El frío calaba hasta los huesos y la luna, como un ojo vigilante, observaba mi desolación. En cada esquina, en cada rostro que cruzaba, buscaba un reflejo de mí mismo, una alma que compartiera mi soledad. Pero solo encontraba miradas indiferentes o gestos hostiles.
Pensé en la pareja del bar, en su felicidad contagiosa, en ese amor que parecía brotar de sus corazones como un manantial inagotable.
¿Qué era eso que ellos tenían?
¿Como era sentirse amado?
¿Era posible que yo, pudiera experimentar alguna vez ese sentimiento?

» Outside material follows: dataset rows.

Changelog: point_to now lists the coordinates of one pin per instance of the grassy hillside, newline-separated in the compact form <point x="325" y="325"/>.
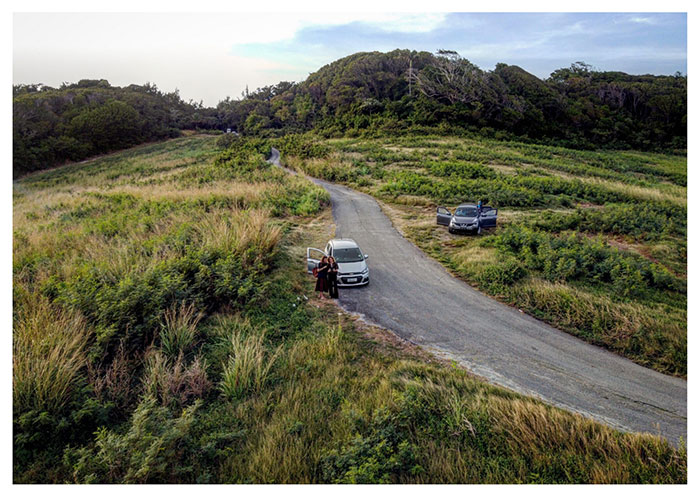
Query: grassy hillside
<point x="593" y="242"/>
<point x="162" y="333"/>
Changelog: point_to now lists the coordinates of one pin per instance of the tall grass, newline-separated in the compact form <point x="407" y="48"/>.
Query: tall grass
<point x="48" y="356"/>
<point x="248" y="365"/>
<point x="179" y="329"/>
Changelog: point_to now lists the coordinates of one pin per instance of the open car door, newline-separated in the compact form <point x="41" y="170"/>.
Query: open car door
<point x="443" y="216"/>
<point x="313" y="257"/>
<point x="489" y="216"/>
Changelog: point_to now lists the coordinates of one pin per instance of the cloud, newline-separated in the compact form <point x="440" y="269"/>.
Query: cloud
<point x="209" y="56"/>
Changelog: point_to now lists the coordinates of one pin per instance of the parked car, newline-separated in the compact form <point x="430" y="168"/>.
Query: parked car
<point x="467" y="218"/>
<point x="352" y="263"/>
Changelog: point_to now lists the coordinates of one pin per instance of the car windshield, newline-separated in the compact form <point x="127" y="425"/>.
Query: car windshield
<point x="351" y="254"/>
<point x="466" y="212"/>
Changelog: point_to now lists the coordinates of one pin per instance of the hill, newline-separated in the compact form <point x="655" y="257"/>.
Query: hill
<point x="162" y="334"/>
<point x="402" y="91"/>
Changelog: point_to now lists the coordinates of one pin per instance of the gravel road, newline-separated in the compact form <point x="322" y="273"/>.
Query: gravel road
<point x="415" y="297"/>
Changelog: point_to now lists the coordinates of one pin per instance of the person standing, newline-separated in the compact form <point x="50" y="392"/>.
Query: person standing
<point x="332" y="278"/>
<point x="322" y="277"/>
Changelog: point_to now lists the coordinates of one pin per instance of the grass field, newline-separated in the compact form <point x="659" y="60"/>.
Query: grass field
<point x="162" y="333"/>
<point x="594" y="243"/>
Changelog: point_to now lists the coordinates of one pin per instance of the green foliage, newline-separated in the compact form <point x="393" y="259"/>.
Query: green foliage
<point x="650" y="221"/>
<point x="381" y="454"/>
<point x="302" y="146"/>
<point x="496" y="277"/>
<point x="571" y="258"/>
<point x="156" y="448"/>
<point x="51" y="126"/>
<point x="312" y="398"/>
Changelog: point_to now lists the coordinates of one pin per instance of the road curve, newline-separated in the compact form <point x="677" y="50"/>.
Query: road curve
<point x="415" y="297"/>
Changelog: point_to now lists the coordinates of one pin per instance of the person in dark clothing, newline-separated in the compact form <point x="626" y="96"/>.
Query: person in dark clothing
<point x="322" y="277"/>
<point x="332" y="278"/>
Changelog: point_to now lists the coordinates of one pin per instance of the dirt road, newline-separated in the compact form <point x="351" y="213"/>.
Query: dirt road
<point x="415" y="297"/>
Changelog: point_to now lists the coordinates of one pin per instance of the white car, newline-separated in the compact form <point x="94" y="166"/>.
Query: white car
<point x="352" y="263"/>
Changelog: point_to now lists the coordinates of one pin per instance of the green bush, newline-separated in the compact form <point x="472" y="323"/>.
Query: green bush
<point x="156" y="448"/>
<point x="576" y="258"/>
<point x="380" y="454"/>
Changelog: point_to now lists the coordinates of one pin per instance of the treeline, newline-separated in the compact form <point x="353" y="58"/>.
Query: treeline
<point x="54" y="125"/>
<point x="372" y="93"/>
<point x="403" y="90"/>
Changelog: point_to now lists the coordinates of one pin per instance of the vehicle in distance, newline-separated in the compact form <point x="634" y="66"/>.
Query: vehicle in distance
<point x="467" y="218"/>
<point x="352" y="263"/>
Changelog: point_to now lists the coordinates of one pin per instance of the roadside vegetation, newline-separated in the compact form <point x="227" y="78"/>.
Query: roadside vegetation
<point x="162" y="333"/>
<point x="364" y="94"/>
<point x="594" y="243"/>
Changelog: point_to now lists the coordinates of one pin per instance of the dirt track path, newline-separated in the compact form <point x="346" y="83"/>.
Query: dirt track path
<point x="415" y="297"/>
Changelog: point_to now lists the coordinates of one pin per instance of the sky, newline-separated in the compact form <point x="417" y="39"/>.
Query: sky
<point x="211" y="56"/>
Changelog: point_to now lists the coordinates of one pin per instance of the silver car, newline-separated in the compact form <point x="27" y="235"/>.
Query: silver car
<point x="352" y="263"/>
<point x="467" y="218"/>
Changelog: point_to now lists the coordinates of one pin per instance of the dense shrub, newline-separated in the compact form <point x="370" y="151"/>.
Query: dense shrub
<point x="156" y="448"/>
<point x="574" y="258"/>
<point x="302" y="146"/>
<point x="644" y="221"/>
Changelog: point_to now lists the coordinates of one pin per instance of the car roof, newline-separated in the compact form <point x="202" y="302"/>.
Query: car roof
<point x="343" y="242"/>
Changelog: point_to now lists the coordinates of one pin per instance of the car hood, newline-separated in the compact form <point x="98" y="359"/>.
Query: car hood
<point x="352" y="267"/>
<point x="464" y="220"/>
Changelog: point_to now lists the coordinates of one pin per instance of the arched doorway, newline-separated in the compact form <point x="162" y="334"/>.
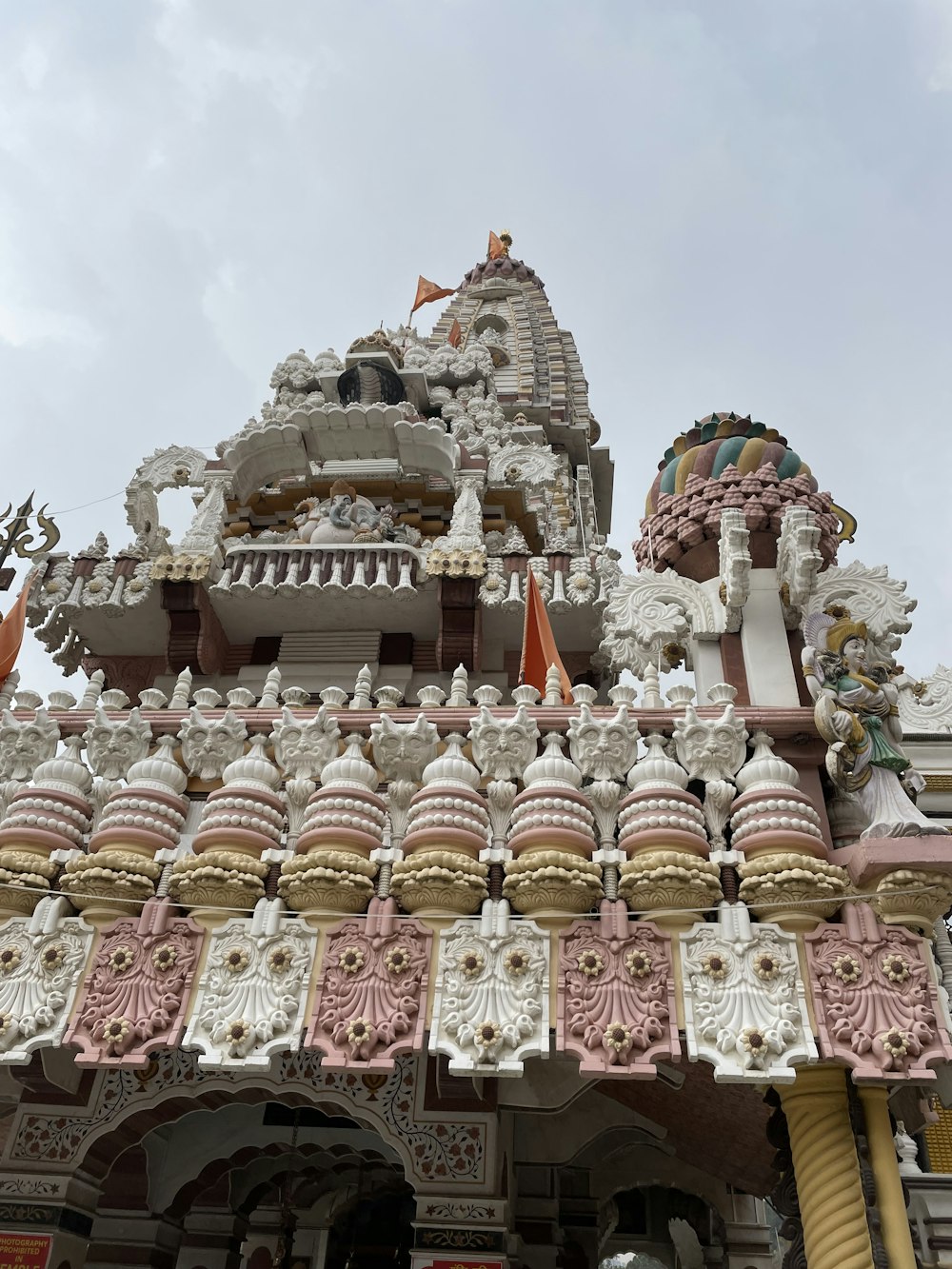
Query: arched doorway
<point x="239" y="1184"/>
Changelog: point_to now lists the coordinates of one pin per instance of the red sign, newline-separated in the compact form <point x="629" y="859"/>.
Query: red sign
<point x="456" y="1263"/>
<point x="25" y="1250"/>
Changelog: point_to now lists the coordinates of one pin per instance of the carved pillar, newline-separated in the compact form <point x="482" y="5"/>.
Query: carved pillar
<point x="897" y="1235"/>
<point x="832" y="1206"/>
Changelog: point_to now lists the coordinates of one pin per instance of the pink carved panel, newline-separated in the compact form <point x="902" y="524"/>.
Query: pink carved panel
<point x="135" y="995"/>
<point x="371" y="993"/>
<point x="616" y="995"/>
<point x="876" y="999"/>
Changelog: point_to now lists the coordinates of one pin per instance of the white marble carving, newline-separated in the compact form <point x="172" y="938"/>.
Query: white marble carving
<point x="874" y="598"/>
<point x="402" y="750"/>
<point x="25" y="744"/>
<point x="251" y="995"/>
<point x="114" y="744"/>
<point x="744" y="999"/>
<point x="735" y="565"/>
<point x="42" y="959"/>
<point x="650" y="612"/>
<point x="604" y="749"/>
<point x="491" y="1004"/>
<point x="208" y="745"/>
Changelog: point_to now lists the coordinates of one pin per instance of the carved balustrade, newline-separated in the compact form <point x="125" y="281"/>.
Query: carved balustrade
<point x="293" y="570"/>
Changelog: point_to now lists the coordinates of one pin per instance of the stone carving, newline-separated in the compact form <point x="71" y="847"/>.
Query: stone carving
<point x="616" y="995"/>
<point x="857" y="713"/>
<point x="649" y="614"/>
<point x="250" y="999"/>
<point x="711" y="750"/>
<point x="874" y="598"/>
<point x="491" y="1004"/>
<point x="503" y="747"/>
<point x="137" y="987"/>
<point x="799" y="561"/>
<point x="42" y="959"/>
<point x="166" y="468"/>
<point x="208" y="745"/>
<point x="371" y="987"/>
<point x="461" y="552"/>
<point x="402" y="750"/>
<point x="735" y="565"/>
<point x="114" y="744"/>
<point x="345" y="517"/>
<point x="744" y="1001"/>
<point x="604" y="749"/>
<point x="451" y="1154"/>
<point x="304" y="746"/>
<point x="924" y="705"/>
<point x="204" y="534"/>
<point x="25" y="744"/>
<point x="876" y="999"/>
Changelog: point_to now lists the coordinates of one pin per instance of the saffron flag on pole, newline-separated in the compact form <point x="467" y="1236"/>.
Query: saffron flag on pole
<point x="539" y="644"/>
<point x="11" y="632"/>
<point x="428" y="290"/>
<point x="495" y="247"/>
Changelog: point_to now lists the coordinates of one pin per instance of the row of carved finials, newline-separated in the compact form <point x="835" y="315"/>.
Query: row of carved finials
<point x="550" y="831"/>
<point x="621" y="995"/>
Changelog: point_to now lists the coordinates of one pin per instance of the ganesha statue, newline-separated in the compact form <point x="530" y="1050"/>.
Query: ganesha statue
<point x="857" y="713"/>
<point x="347" y="517"/>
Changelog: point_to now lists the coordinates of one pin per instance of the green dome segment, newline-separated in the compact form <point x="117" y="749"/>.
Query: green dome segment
<point x="725" y="441"/>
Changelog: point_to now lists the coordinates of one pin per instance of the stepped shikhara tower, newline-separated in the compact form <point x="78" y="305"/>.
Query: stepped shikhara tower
<point x="300" y="894"/>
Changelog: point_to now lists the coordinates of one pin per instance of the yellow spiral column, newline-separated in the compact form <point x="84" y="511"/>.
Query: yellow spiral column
<point x="832" y="1206"/>
<point x="890" y="1200"/>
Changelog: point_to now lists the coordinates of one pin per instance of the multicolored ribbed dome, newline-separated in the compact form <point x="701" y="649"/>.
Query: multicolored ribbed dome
<point x="724" y="441"/>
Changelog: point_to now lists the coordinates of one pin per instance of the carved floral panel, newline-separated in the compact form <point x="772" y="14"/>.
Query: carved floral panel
<point x="491" y="1004"/>
<point x="137" y="989"/>
<point x="40" y="975"/>
<point x="876" y="999"/>
<point x="616" y="999"/>
<point x="744" y="1001"/>
<point x="369" y="1001"/>
<point x="251" y="995"/>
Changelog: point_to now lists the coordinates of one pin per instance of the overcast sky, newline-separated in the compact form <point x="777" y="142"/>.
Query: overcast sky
<point x="734" y="206"/>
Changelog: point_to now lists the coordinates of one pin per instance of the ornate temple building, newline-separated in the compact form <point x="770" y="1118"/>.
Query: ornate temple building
<point x="331" y="940"/>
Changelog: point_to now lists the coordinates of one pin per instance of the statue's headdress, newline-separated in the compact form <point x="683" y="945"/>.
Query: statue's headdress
<point x="341" y="486"/>
<point x="828" y="631"/>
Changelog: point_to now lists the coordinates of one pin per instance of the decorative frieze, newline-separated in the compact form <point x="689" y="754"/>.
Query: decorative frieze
<point x="371" y="991"/>
<point x="876" y="999"/>
<point x="251" y="994"/>
<point x="491" y="1001"/>
<point x="42" y="959"/>
<point x="744" y="1001"/>
<point x="616" y="995"/>
<point x="136" y="991"/>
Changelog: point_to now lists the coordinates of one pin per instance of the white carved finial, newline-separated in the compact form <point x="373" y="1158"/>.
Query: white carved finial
<point x="460" y="688"/>
<point x="182" y="690"/>
<point x="653" y="698"/>
<point x="908" y="1151"/>
<point x="8" y="688"/>
<point x="272" y="686"/>
<point x="364" y="686"/>
<point x="94" y="689"/>
<point x="554" y="686"/>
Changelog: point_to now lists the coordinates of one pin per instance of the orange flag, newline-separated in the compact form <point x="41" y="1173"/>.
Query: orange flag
<point x="428" y="290"/>
<point x="539" y="646"/>
<point x="11" y="632"/>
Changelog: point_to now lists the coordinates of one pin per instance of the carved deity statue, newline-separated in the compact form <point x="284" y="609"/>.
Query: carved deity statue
<point x="341" y="518"/>
<point x="857" y="713"/>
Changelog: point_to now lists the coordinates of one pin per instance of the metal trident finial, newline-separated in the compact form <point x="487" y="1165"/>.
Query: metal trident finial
<point x="21" y="536"/>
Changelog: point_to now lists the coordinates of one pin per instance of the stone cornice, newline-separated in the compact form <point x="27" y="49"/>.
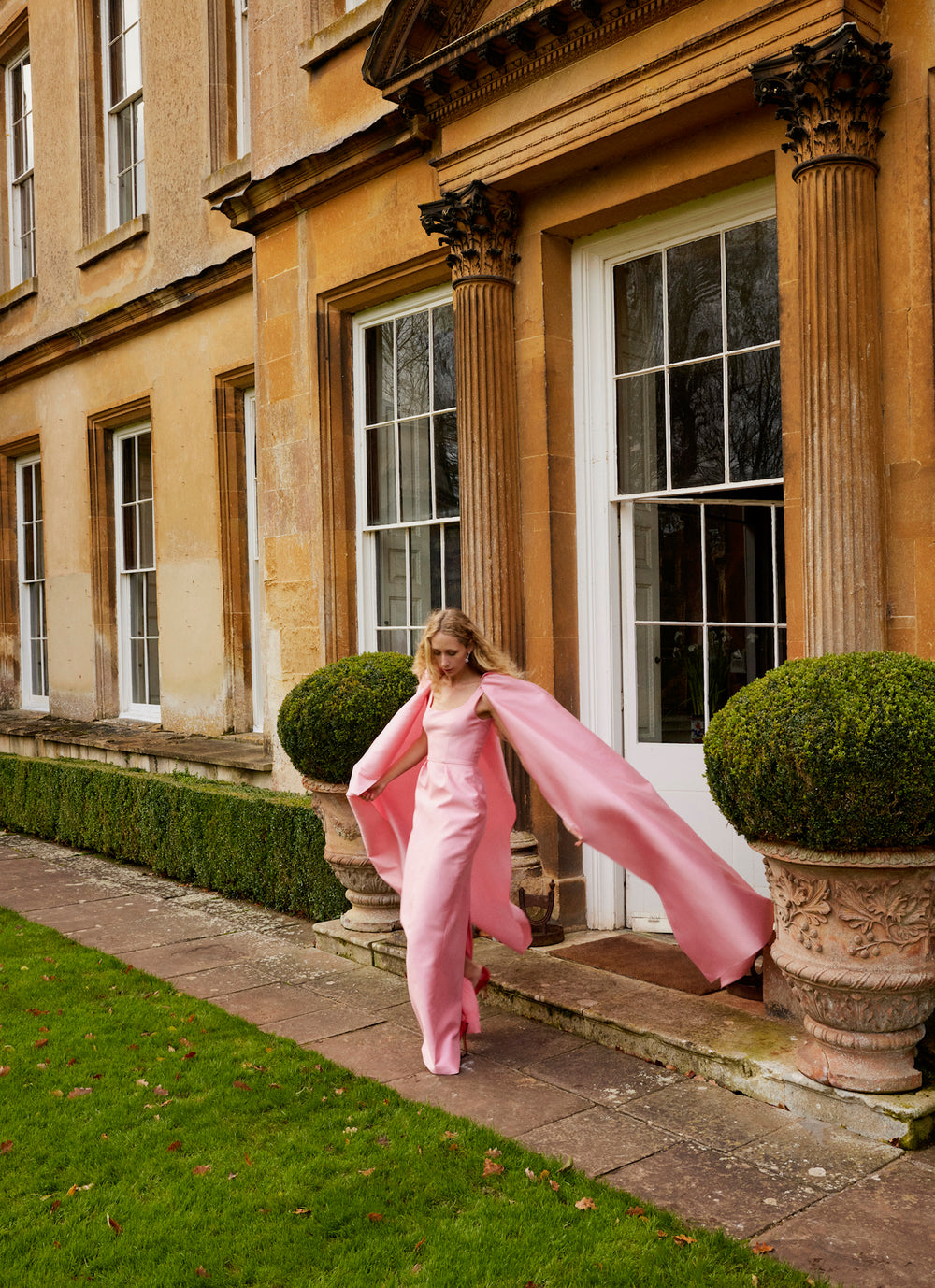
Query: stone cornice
<point x="186" y="295"/>
<point x="831" y="95"/>
<point x="306" y="183"/>
<point x="453" y="74"/>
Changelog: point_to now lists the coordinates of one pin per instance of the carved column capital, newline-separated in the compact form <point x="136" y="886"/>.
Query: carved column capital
<point x="480" y="224"/>
<point x="831" y="95"/>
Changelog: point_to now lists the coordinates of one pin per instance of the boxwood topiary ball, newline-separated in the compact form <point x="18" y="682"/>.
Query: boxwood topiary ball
<point x="829" y="752"/>
<point x="328" y="719"/>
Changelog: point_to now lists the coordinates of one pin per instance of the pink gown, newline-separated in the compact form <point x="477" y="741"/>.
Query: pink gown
<point x="443" y="842"/>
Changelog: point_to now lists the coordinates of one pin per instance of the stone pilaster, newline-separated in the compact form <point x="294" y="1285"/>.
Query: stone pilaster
<point x="831" y="95"/>
<point x="478" y="224"/>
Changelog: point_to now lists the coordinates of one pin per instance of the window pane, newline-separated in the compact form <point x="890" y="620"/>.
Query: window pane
<point x="669" y="683"/>
<point x="144" y="520"/>
<point x="443" y="357"/>
<point x="392" y="604"/>
<point x="753" y="272"/>
<point x="738" y="548"/>
<point x="412" y="365"/>
<point x="152" y="657"/>
<point x="737" y="654"/>
<point x="420" y="573"/>
<point x="638" y="313"/>
<point x="641" y="433"/>
<point x="415" y="464"/>
<point x="695" y="299"/>
<point x="453" y="565"/>
<point x="678" y="534"/>
<point x="446" y="465"/>
<point x="144" y="466"/>
<point x="381" y="476"/>
<point x="697" y="424"/>
<point x="755" y="416"/>
<point x="378" y="351"/>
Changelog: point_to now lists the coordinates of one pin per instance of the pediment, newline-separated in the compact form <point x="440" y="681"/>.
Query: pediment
<point x="436" y="57"/>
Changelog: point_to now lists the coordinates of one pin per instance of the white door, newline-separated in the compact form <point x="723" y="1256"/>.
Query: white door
<point x="680" y="535"/>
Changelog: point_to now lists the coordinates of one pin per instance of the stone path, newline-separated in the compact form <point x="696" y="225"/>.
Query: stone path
<point x="854" y="1209"/>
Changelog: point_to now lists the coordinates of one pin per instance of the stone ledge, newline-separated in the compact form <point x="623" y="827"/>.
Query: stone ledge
<point x="236" y="757"/>
<point x="727" y="1041"/>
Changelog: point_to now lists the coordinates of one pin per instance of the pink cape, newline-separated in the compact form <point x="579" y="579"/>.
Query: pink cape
<point x="719" y="920"/>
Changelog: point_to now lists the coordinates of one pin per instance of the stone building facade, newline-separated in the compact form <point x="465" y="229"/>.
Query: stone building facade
<point x="610" y="321"/>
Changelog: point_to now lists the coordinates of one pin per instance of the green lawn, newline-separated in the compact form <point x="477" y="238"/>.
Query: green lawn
<point x="151" y="1140"/>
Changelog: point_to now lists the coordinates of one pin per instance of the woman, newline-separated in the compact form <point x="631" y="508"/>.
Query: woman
<point x="436" y="811"/>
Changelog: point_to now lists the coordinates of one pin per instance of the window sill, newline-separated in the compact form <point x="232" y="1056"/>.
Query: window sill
<point x="228" y="179"/>
<point x="20" y="293"/>
<point x="348" y="30"/>
<point x="128" y="232"/>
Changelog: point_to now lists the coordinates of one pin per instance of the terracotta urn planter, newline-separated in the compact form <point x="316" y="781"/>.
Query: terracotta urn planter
<point x="374" y="905"/>
<point x="854" y="940"/>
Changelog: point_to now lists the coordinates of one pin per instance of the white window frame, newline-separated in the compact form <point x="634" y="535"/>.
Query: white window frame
<point x="254" y="568"/>
<point x="21" y="187"/>
<point x="366" y="544"/>
<point x="130" y="708"/>
<point x="31" y="698"/>
<point x="129" y="102"/>
<point x="597" y="536"/>
<point x="241" y="30"/>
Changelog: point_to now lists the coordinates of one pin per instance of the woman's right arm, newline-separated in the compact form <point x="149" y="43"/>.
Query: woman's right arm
<point x="410" y="757"/>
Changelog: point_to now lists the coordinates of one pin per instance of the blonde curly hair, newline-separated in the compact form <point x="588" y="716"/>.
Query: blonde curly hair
<point x="483" y="654"/>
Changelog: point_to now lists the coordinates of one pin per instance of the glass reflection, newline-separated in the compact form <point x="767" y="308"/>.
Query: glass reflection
<point x="638" y="314"/>
<point x="695" y="299"/>
<point x="641" y="433"/>
<point x="697" y="424"/>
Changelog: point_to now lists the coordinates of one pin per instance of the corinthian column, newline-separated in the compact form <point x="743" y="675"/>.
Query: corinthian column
<point x="831" y="95"/>
<point x="478" y="224"/>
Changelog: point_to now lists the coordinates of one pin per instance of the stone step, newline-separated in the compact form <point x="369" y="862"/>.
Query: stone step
<point x="726" y="1039"/>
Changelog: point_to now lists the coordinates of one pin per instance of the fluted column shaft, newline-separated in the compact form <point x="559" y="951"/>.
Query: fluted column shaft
<point x="842" y="466"/>
<point x="478" y="224"/>
<point x="831" y="95"/>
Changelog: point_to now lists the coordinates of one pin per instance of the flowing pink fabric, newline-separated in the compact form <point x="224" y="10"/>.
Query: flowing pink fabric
<point x="719" y="920"/>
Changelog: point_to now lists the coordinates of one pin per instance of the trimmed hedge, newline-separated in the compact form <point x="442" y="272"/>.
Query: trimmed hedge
<point x="242" y="841"/>
<point x="831" y="752"/>
<point x="328" y="719"/>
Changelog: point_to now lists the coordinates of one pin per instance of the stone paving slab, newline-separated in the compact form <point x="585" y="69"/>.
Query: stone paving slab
<point x="836" y="1203"/>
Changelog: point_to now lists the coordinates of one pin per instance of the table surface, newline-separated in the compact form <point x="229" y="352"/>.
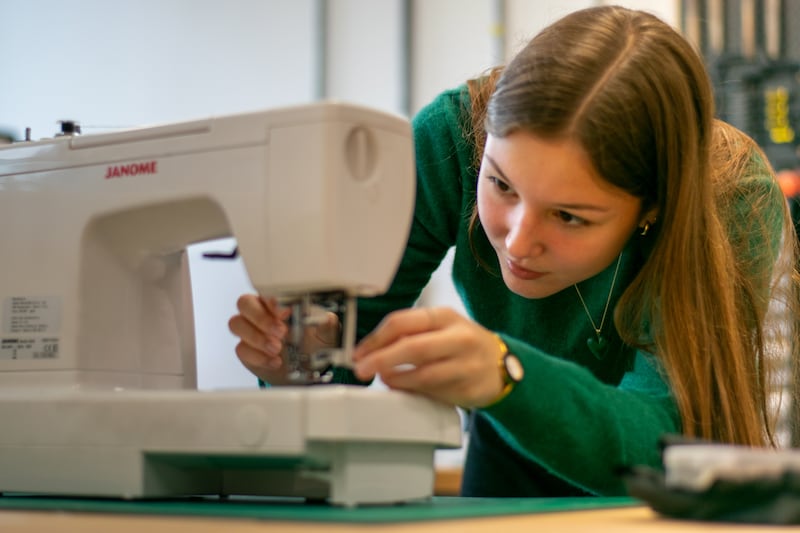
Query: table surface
<point x="621" y="519"/>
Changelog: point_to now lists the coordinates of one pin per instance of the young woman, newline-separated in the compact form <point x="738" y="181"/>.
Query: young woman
<point x="612" y="236"/>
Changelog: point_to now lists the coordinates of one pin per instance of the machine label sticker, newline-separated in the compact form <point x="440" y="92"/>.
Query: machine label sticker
<point x="22" y="314"/>
<point x="30" y="326"/>
<point x="28" y="348"/>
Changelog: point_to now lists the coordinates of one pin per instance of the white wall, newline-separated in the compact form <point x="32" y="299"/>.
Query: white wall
<point x="130" y="63"/>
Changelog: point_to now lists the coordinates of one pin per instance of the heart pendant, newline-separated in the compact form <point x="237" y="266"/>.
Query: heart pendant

Las preguntas resonaban en mi mente como campanas fúnebres, mientras la noche se extendía a mi alrededor como un manto impenetrable. Caminé sin rumbo fijo, sin destino, solo con la compañía de mis propios pensamientos y la desolación que me consumía.
Perdido en mis pensamientos, recordando las vivencias que habían moldeado mi existencia. Tal vez nunca supe qué era el amor, pues mi infancia careció de ese calor
esencial que nutre el corazón y el espíritu.
El matrimonio de mi padre y mi madre fue una tormenta perpetua, una danza de gritos y reproches que resonaban en las paredes de nuestra casa como un eco infernal.
Sus disputas eran un espectáculo cotidiano, una rutina que me enseñó a temer el amor en lugar de anhelarlo. Sus miradas llenas de rencor y sus palabras venenosas me dejaron cicatrices profundas, invisibles al ojo pero palpables en el alma.
Recuerdo las noches en que me acurrucaba en mi rincón, abrazando mi almohada, deseando que la paz llegara con el amanecer. Pero el amanecer solo traía más desdicha, más desencuentros, más soledad. Mi padre, un hombre severo y distante, encontraba consuelo en el trabajo y en el alcohol, mientras mi madre, una mujer de espíritu quebrado, se sumía en su tristeza y desespero. Yo, un niño pequeño con ojos grandes y llenos de inocencia.
Sí, fue un día fatídico cuando ella se fue. Recuerdo cómo corrí tras ella, mis pies descalzos golpeando las piedras del camino, mis lágrimas mezclándose con el polvo del suelo.
— ¡Mamá! — gritaba, mi voz resonando en la vastedad del mundo, pero ella no miró atrás.
Su figura se desvaneció en la distancia, llevándose con ella cualquier esperanza de amor y consuelo. Desde entonces, la soledad fue mi compañera más fiel, y el amor, un concepto ajeno, inalcanzable.